Слаб человек погордиться, потщеславиться, даже полюбоваться собой, хотя в нем она первая осуждала эту черту. Но ей, конечно, было мало, что он наливается на ее дереве, хотелось сорвать яблочко, подержать в руке, положить его, наливное, на стол и не спускать с него глаз, и она легко устроила его к себе в министерство, хотя кто-кто, а уж она-то знала, какие мужчины требуются в ее министерстве: легкие на подъем, настоящие перекати-поле. «Джордж не из таких!» Джордж не перелетная птица, он наземная служба, обязательно при ком-нибудь. Она спокойно пребывала в этой уверенности до тех пор, пока начальство, проигнорировав ее яростные возражения, пылкие мольбы и даже угрозы, не решило послать его вторым секретарем посольства в Париж. Когда он, растягивая слова, поведал ей, что, хорошенько все обдумав, согласился на эту незначительную должность, она со спокойной душой дала Парижу месячный срок на возврат ее питомца.

К ее великому возмущению, он великолепно прижился там. Прошел год, и силы, недоступные ее влиянию (и разумению), решили послать молодца в Осло. Он и там замечательно прижился. Прошло два года, и она оторопело проводила его первым секретарем посольства в Италию. Целый месяц римские дипломаты вешались ему на шею («Questi Irlandesi! Argutissimi! Spiritosi! Un gros gaillard. Ces Irlandais! Потрясающий парень, с таким никаких англичан не надо. Ein so witziger Kere» [103]). И она смирилась. Тем более что министерская «галерея шепота» [104] давно зачислила его в креатуры их розового преосвященства. Ей не оставалось ничего другого, как способствовать его дальнейшему повышению. Кем теперь — послом? Только не на край света! Упомянули Канберру. Она обложила Южную Корону [105] по-ирландски. Замаячила Африка. Она покрыла ее на иврите. Последними арабскими словами была награждена Канада. Рука судьбы на пуантах просеменила к ЕЭС[106]. Соединенные Штаты Европы? Chef de cabinet [107] в Комиссии по культуре? Это уже пристойно. Смущало, правда, одно обстоятельство. СШЕ — организация наднациональная. Ее сотрудники состоят на службе у Европы, а не у своей страны. Можно, конечно, оформить его переводом, временно откомандировать. Но даже в этом случае отозвать его будет непросто. Австралия, Канада и Африка вынудили ее решиться.

Брюссель, 1972 год.

…весь Брюссель сиял./Красивейшие женщины столицы/И рыцари стеклись на шумный бал[108].

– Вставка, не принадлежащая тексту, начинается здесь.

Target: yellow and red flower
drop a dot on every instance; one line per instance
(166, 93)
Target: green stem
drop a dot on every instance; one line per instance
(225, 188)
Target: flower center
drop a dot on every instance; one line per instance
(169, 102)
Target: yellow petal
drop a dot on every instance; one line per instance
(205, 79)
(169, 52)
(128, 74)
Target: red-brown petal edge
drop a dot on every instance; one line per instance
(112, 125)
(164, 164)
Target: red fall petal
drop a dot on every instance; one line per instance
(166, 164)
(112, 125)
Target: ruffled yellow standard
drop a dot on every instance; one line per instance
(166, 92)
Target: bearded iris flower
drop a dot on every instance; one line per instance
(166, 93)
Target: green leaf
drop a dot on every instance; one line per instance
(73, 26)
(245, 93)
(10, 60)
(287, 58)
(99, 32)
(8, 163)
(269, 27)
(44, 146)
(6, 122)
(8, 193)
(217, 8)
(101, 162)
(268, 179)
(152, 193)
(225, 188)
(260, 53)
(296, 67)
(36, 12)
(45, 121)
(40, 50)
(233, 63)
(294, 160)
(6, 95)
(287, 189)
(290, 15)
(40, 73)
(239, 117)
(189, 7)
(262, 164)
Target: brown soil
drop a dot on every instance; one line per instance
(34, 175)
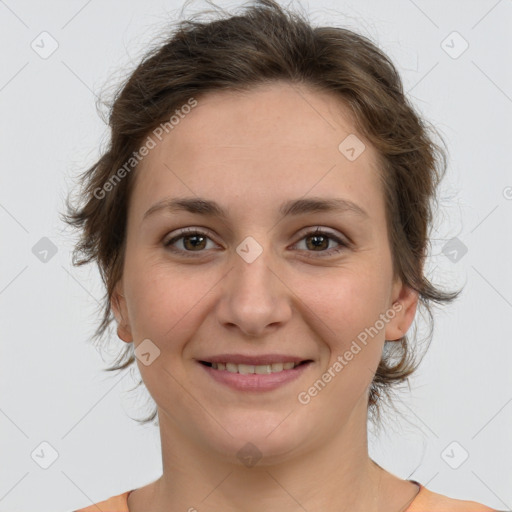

Всего несколько миль к северу от Ватерлоо.

Толпа все гуще, в панике народ, /И губы бледные твердят: «Враг! враг идет!»

6

Она приехала в солнечное ноябрьское утро. В лайковых перчатках, со свернутым зонтом, в котелке, вальяжный, он фотографически оцепеневает под ее взглядом, потом той же горделивой поступью препровождает ее в свою скромную, но стильную трехкомнатную квартиру на Avenue des Arts. «Я сам ее выбирал сообразно своему не столь уж незначительному месту в бюрократической иерархии нынешней наднациональной Европы».

Экономка, худая брюнетистая фламандка с испитым лицом, приготовила восхитительно пахнувший кофе, и Молл занялась своим протеже.

Насколько ей известно, приступила она, ему сейчас пятьдесят четыре.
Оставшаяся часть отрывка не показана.